Fashion Royalty: Herb Ritts
Self taught fashion and celebrity photographer Herb Ritts (1952 – 2002) has been turning his lens onto supermodels and A List celebrities since the early 70s, after he photographed his friend Richard Gere at a gas station. Nowadays considered among fashion royalty alongside Irving Penn and Richard Avedon.


Being based in Los Angeles, he has always drawn inspiration from cinema, Hollywood glamour as well as sculpture and fine art. His oeuvre shows us his ability to mesh these influences together seamlessly resulting in a final product which goes far beyond commercial photography. As can be seen in the hundreds of magazine spreads he has created, Ritts brings together pictures designed to sell clothes with other that simply celebrate beauty.
Ritts’s ability to create photographs that successfully bridge the gap between art and commerce was not only a testament to the power of his imagination and technical skill, but also marked the synergistic union between art, popular culture, and business that followed in the wake of the Pop Art movement of the 1960s and 1970s.


His graphic simplicity allows his images to be read and felt instantaneously rendering them timeless and still relevant today. They often challenge conventional notions of gender or race, particularly those of the 80s and 90s. Ritts was one of the first fashion photographers to give equal importance to the male body as the female one. He redefined masculine glamour with his traditionalist images of modern-day Adonises, whose hypertonic physiques he adoringly mythologized.
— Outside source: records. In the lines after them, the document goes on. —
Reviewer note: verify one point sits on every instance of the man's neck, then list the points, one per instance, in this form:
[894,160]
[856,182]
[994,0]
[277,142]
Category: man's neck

During his career he worked with all the top names in fashion both in terms of brands as well as the top models such as Stephanie Seymour, Cindy Crawford and Alek Wek. When speaking about working with him Naomi Campbell says “‘You just fall in love with that light – it’s Herb’s light.’ Ritts was drawn to elemental places, where he could use the sea, sand and sky as backgrounds, and so his hometown of Los Angeles would become inextricably linked to his success, due both to the people living there and its outdoorsy lifestyle.”